Intracameral cefuroxime helps prevent endophthalmitis

Article

Intracameral cefuroxime can help prevent endophthalmitis after cataract surgery and does so cost-effectively, according to Spanish researchers who conducted a systematic literature review.

Intracameral cefuroxime can help prevent endophthalmitis after cataract surgery and does so cost-effectively, according to Spanish researchers who conducted a systematic literature review. The researchers also found that moxifloxacin, although promising, lacks literature that confirms its efficacy or cost-effectiveness for this indication. The study was published in Clinical Ophthalmology.

The researchers searched the bibliographical databases MEDLINE and PreMEDLINE, EMBASE, CINAHL, CRD and CENTRAL of the Cochrane Library (up to October 2010); the search was updated on MEDLINE and PreMEDLINE until January 2013.

The outcomes they looked at were the onset of endophthalmitis after cataract surgery and the cost-effectiveness ratio of using either cefuroxime or moxifloxacin.

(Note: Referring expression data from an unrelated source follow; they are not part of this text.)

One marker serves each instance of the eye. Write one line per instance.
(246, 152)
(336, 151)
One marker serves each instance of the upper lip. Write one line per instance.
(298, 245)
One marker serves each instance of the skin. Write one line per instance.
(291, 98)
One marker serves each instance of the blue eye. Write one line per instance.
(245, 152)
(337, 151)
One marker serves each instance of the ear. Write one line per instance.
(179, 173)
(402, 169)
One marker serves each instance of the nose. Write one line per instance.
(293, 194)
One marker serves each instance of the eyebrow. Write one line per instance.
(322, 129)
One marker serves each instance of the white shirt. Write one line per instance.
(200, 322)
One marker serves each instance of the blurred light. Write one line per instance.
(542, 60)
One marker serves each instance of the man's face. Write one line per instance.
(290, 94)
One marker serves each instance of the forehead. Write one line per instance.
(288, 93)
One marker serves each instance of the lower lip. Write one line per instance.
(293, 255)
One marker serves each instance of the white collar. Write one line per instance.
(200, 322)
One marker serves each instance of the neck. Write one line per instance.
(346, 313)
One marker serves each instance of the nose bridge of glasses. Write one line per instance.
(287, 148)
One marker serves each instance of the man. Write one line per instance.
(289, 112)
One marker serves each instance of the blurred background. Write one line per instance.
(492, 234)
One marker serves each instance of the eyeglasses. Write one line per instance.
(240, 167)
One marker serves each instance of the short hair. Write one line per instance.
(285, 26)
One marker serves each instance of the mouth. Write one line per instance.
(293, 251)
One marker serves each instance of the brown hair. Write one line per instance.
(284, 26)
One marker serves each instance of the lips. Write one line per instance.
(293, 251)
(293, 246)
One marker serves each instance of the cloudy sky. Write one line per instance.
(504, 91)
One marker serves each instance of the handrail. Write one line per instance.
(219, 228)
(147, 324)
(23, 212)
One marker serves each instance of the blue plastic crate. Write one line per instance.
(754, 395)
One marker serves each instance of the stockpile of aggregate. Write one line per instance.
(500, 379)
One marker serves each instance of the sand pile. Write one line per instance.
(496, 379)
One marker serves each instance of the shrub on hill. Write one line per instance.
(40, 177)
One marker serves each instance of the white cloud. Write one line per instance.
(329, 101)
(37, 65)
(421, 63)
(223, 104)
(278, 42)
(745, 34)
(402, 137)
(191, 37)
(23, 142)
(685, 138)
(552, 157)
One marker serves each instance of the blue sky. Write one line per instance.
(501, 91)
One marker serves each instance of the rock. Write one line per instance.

The cost-effectiveness ratio takes into account factors such as the cost of the therapy and the costs avoided in cases of endophthalmitis prevented by using the antibiotic.

Included in the analysis were a clinical trial, six observational studies and an economic evaluation. All of the studies assessed cefuroxime compared with either a different antibiotic prophylaxis, or no prophylaxis.

According to the researchers, intracameral cefuroxime was found to be significantly more effective than the use of a topical antibiotic - or not using prophylaxis at all - in a randomized controlled trial performed by the European Society of Cataract and Refractive Surgery. The observational studies supported this result.

In the economic evaluation, intracameral cefuroxime showed the best cost-effectiveness ratio compared to different prophylaxis regimens.

The researchers cautioned that they found a low number of papers that complied with the selection criteria for this review, and urged further large-scale randomized controlled trials to compare the different regimens.

"This systematic review gives favourable results for the prophylactic use of intracameral cefuroxime at the end of cataract surgery," they wrote. "Regarding the use of moxifloxacin as an alternative to cefuroxime for this same indication, there is no valid information that confirms its effectiveness or cost-effectiveness, for which reason it is regarded as a promising antibiotic that requires further investigation."